Suitable preservatives and buffering agents may be used in these formulations. To minimize or eliminate irritation at the injection site, such compositions may contain one or more nonionic surfactants with a hydrophilic-lipophilic balance (HLB) of about 12 to about 17.

Compositions of the present disclosure can also be coupled with soluble polymers as targetable drug carriers. Such polymers may include polyvinyl-pyrrolidone, pyran copolymer, polyhydroxypropylmethacryl-amidephenol, polyhydroxyethylaspartamidephenol, or polyethyl-enoxidepolylysine substituted with palmitoyl moieties. However, it is not limited to this. Moreover, the antibodies of the invention may be selected from a class of biodegradable polymers useful for achieving controlled release of drugs, such as polylactic acid, polyepsilon caprolactone, polyhydroxy butyric acid, polyorthoesters, polyacetals, polydihydro-pyrans, It can be cross-linked with polycyanoacrylates and hydrogels or coupled with amphiphilic block copolymers.

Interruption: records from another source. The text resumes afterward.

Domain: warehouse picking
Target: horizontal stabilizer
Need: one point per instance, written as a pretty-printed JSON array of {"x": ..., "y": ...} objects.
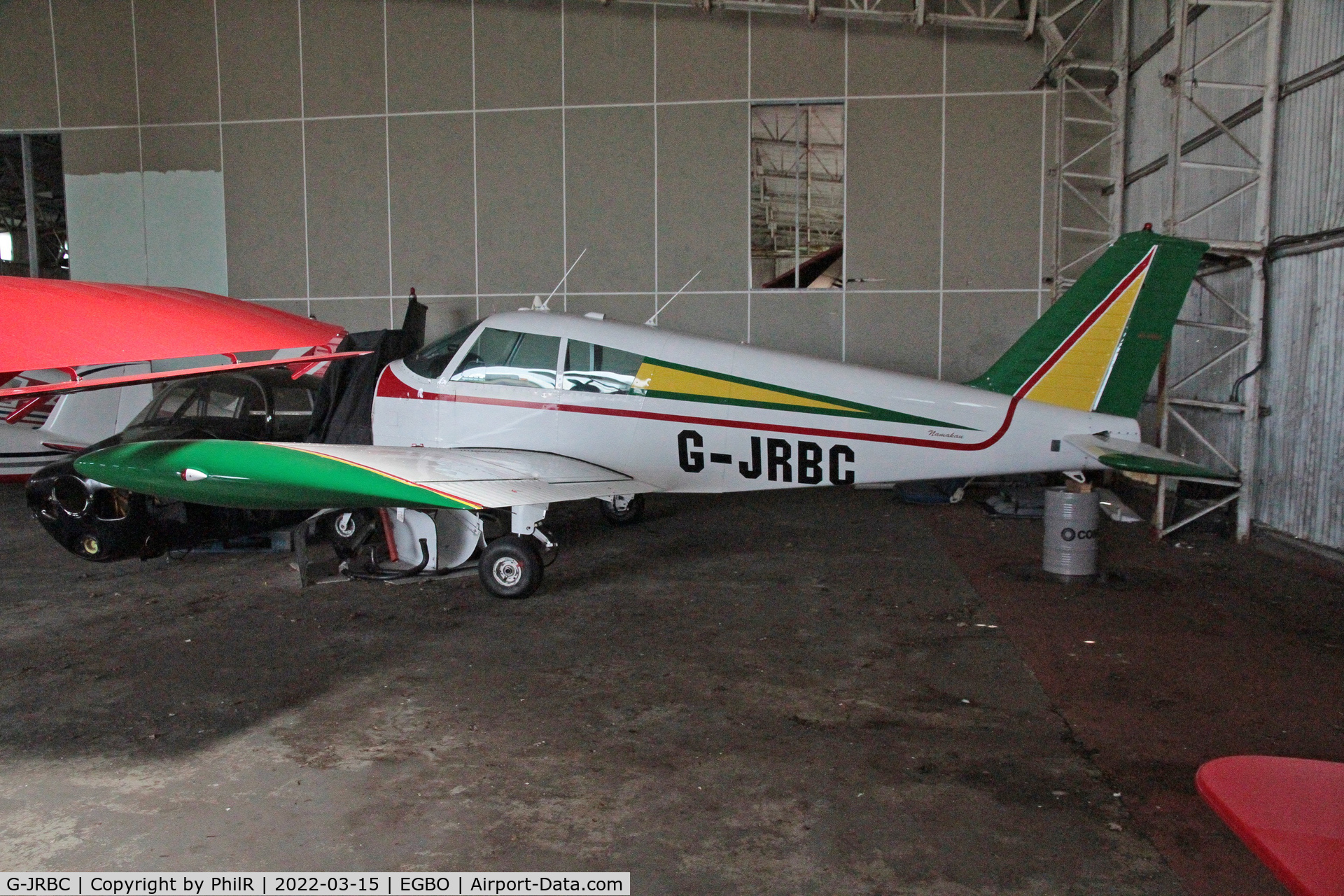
[
  {"x": 1138, "y": 457},
  {"x": 300, "y": 365},
  {"x": 276, "y": 476}
]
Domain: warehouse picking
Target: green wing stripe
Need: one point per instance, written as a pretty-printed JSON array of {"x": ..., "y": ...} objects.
[
  {"x": 855, "y": 409},
  {"x": 254, "y": 476}
]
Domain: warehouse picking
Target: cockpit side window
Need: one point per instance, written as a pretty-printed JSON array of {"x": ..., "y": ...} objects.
[
  {"x": 430, "y": 360},
  {"x": 505, "y": 358},
  {"x": 597, "y": 368}
]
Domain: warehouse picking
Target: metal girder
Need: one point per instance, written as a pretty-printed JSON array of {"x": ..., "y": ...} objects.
[
  {"x": 1091, "y": 117},
  {"x": 984, "y": 15},
  {"x": 1206, "y": 200}
]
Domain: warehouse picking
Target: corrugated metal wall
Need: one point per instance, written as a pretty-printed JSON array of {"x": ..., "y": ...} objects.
[
  {"x": 1300, "y": 479},
  {"x": 1300, "y": 476},
  {"x": 1301, "y": 470}
]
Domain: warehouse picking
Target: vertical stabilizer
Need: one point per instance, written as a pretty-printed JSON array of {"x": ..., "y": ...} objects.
[{"x": 1096, "y": 348}]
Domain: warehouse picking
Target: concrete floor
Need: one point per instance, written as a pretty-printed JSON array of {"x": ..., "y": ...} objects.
[{"x": 788, "y": 694}]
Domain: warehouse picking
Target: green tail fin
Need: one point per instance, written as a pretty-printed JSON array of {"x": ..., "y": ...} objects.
[{"x": 1096, "y": 348}]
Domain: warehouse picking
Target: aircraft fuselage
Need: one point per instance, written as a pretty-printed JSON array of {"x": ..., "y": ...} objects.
[{"x": 691, "y": 414}]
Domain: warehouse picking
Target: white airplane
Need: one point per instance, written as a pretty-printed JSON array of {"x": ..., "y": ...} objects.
[{"x": 527, "y": 409}]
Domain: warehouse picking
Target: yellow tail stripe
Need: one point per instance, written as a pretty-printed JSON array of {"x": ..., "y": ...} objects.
[{"x": 1077, "y": 378}]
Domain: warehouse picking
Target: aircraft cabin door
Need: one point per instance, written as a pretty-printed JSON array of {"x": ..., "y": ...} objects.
[{"x": 505, "y": 393}]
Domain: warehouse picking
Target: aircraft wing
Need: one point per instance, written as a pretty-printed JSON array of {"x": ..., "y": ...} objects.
[
  {"x": 55, "y": 323},
  {"x": 1138, "y": 457},
  {"x": 300, "y": 365},
  {"x": 295, "y": 475}
]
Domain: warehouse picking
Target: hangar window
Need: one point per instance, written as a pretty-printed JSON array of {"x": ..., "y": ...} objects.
[
  {"x": 504, "y": 358},
  {"x": 797, "y": 195}
]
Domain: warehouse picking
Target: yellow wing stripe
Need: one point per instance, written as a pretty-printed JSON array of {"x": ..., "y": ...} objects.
[
  {"x": 666, "y": 379},
  {"x": 1078, "y": 377}
]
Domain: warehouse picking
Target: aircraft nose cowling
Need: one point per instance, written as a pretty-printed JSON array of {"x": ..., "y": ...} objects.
[{"x": 261, "y": 476}]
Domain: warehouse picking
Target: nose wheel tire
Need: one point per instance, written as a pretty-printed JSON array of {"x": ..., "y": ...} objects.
[{"x": 511, "y": 567}]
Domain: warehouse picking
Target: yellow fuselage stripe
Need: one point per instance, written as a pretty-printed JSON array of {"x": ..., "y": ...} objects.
[{"x": 666, "y": 379}]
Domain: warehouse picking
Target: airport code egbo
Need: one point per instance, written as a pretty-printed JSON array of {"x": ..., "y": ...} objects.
[{"x": 312, "y": 884}]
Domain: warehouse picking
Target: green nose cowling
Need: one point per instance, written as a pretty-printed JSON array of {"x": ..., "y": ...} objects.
[{"x": 252, "y": 476}]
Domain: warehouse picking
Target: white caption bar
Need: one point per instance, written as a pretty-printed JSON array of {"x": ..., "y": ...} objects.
[{"x": 312, "y": 883}]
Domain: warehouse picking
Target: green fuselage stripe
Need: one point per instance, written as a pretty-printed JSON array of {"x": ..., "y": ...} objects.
[{"x": 854, "y": 409}]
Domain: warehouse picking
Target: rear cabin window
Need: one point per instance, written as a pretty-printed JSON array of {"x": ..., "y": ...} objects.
[
  {"x": 293, "y": 413},
  {"x": 219, "y": 398},
  {"x": 597, "y": 368},
  {"x": 430, "y": 360},
  {"x": 504, "y": 358}
]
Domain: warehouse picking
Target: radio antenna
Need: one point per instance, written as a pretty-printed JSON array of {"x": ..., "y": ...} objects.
[
  {"x": 654, "y": 321},
  {"x": 545, "y": 307}
]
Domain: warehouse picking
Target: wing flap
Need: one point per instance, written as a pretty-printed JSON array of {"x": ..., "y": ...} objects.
[
  {"x": 1138, "y": 457},
  {"x": 298, "y": 476}
]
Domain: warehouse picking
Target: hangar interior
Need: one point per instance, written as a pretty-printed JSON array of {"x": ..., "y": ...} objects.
[{"x": 857, "y": 694}]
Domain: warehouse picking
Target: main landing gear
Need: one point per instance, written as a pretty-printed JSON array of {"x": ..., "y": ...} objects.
[
  {"x": 622, "y": 510},
  {"x": 512, "y": 566},
  {"x": 507, "y": 546}
]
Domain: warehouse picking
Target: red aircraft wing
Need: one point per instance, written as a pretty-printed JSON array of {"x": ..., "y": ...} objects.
[
  {"x": 1289, "y": 812},
  {"x": 57, "y": 324}
]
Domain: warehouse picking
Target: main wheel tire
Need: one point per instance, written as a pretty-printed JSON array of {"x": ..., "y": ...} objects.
[
  {"x": 511, "y": 567},
  {"x": 632, "y": 514}
]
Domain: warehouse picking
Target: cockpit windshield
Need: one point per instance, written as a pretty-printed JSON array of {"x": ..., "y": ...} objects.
[{"x": 430, "y": 360}]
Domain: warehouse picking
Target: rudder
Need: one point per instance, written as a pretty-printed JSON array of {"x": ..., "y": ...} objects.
[{"x": 1096, "y": 348}]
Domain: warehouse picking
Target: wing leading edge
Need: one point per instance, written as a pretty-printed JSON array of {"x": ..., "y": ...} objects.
[{"x": 295, "y": 476}]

Pharmaceutical compositions of the present disclosure can be modified to prevent adverse reactions in a subject. These potential adverse reactions include host recognition, anaphylaxis, local inflammation, and other forms of allergic reactions.

Adverse reactions to immunoglobulin compositions are more common with heterologous antibody therapy than with homologous antibody therapy, but the advantages of IgY antibodies in this regard have already been described. In some embodiments of the pharmaceutical composition, the antibody is modified to alter the Fc region of the molecule. In a further embodiment, the antibody is treated to prevent binding between the Fc region of the antibody and the Fc receptor of the cell.

Pharmaceutical formulations of the present disclosure may be stored in any pharmaceutically acceptable form, including aqueous solutions, frozen aqueous solutions, lyophilized powders, or any of the other forms described herein.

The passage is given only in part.